The project was entrusted to Jacques Dillonwho originally designed the Pont des Arts bridge, but after he died the construction of the bridge was passed to the engineer and architect Francois Laurent Lamande, who who had already designed the Pont d'Austerlitz bridge.
And even though the original idea was for a cast iron bridge, the idea was changed to stonework, which was decided by an imperial decree in 1808 as it was felt that this would be stronger and easier to maintain in the long term. Yet, the foundations for the original designs had already been started in 1807, and therefore everything had to be changed to cater for the new construction materials.

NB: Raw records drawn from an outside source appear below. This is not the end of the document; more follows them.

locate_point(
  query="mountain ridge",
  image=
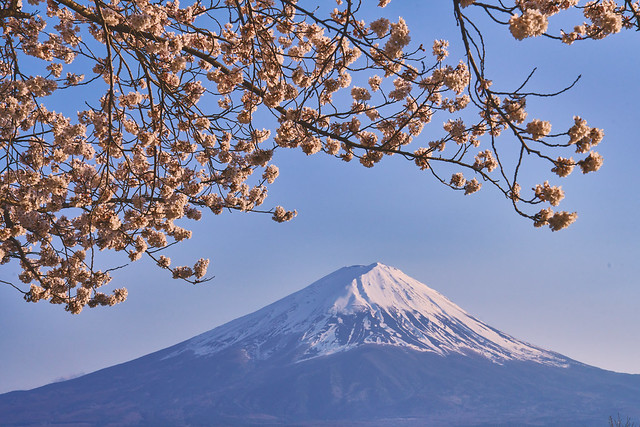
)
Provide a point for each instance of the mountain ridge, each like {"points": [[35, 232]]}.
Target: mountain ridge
{"points": [[375, 304], [295, 363]]}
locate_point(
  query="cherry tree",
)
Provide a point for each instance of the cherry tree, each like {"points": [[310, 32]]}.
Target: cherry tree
{"points": [[173, 112]]}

Work on the Pont d'Iena was slow going and although the concrete construction of the bridge was started in 1808, it was not actually completed until 1814, and comprising of five arches with four intermediate piers, the tympana that go down to the piers in between the arches were decorated with imperial eagles that were designed by Francois-Frederic Lemot, yet sculpted by Jean-Francois Mouret.
However, with the fall of the Empire in 1815 after Napoleon was defeated, the bridge was going to be demolished, due to the name bringing back bad memories for the Prussians, yet it was saved from this fate by King Louis XVII. Although, the name was changed to the Pont des Invalides and the beautiful imperial eagles were removed and replaced by the royal L.

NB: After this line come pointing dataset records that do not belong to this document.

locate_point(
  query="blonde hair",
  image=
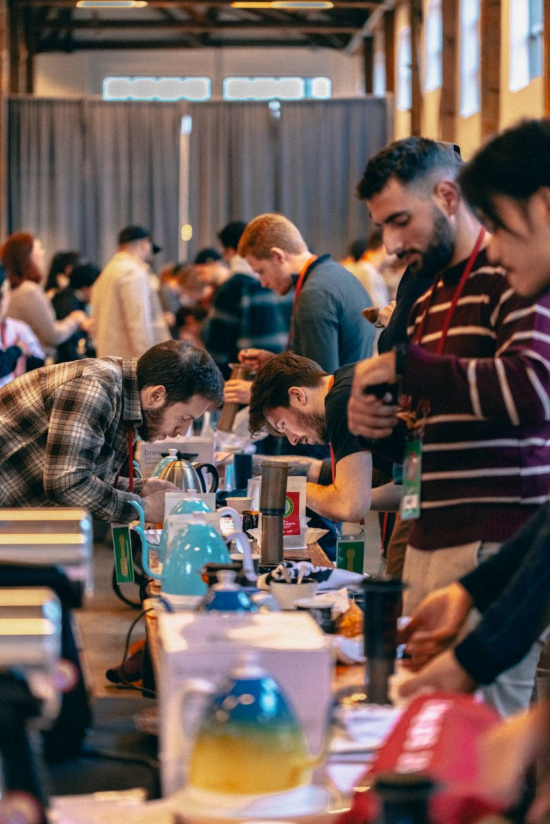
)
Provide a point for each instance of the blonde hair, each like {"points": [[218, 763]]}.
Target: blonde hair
{"points": [[267, 231]]}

But after the French Revolution in 1830 the bridge was returned to its original name of the Pont d'Iena, and then with the return of Napoleon from where he had died in captivity, the idea came about to put back Imperial Eagles on the tympana as they were originally.

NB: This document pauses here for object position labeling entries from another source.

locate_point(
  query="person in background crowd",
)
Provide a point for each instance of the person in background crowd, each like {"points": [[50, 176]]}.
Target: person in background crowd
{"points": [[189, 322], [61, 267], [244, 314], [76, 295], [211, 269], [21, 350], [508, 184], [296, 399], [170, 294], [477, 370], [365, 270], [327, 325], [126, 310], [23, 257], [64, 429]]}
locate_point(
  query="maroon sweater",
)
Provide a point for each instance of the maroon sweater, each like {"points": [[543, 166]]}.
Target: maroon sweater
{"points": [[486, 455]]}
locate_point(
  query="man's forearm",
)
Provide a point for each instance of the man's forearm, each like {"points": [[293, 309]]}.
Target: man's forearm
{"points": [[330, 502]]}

Yet this was not to become a reality until 1852 when the artist Antoine-Louis Barye reproduced the eagles and these were put back as pride of place above the piers.
Then in 1853, four statues were put in place on the Pont d'Iena that had been sculpted by different artists and all are equestrian statues with warriors.
You will find two of these large statues on the right bank, one of a Gallic Warrior that was sculpted by Antoine Preault and another of a Roman Warrior produced by Louis Daumas. Whereas on the left bank there is an equestrian statue of an Arab warrior sculpted by Jean-Jacques Feuchère and opposite on the same bank of the River Seine is a Greek warrior that was produced by Francois Devault.
However, towards the end of the 1800s, the city of Paris was finding that the bridge, being only around 14 metres in width, was becoming far too narrow to accomodate the traffic and people, so it was decided that the Pont d'Iena bridge should be widened, especially with the Universal Exhibitions that were taking place, like the 1889 one, which is when the Eiffel Tower was first inaugurated at this very location.
Yet with even more World Fairs, as they are also known, that were taking place in Paris, and with the expansion of the Trocadero, the proposals put forward were to widen the bridge to 40 metres in width. And by the time the Palais de Chaillot was being constructed along with the redesign of the Trocadero Gardens for the 1937 Universal Exhibition, the need for the Pont d'Iena to be widened was even more imperative.
And by the 1930s, even the bridge itself was showing major signs of wear and due to the fact that repairs needed to be sorted, a plan was put in place for the widening of the Pont d'Iena in readiness for the 1937 World Fair, however, it was decided to only widen it to a width of 35 metres in total.
The bridge had metal gurders put in place to join the two concrete sections, and when dressed with stone, the eagles were put back pride of place and the four equestrian statues were also repositioned, and this is how the Pont d'Iena remains to this day 2014, which has also been listed on the registry for historical monuments in Paris.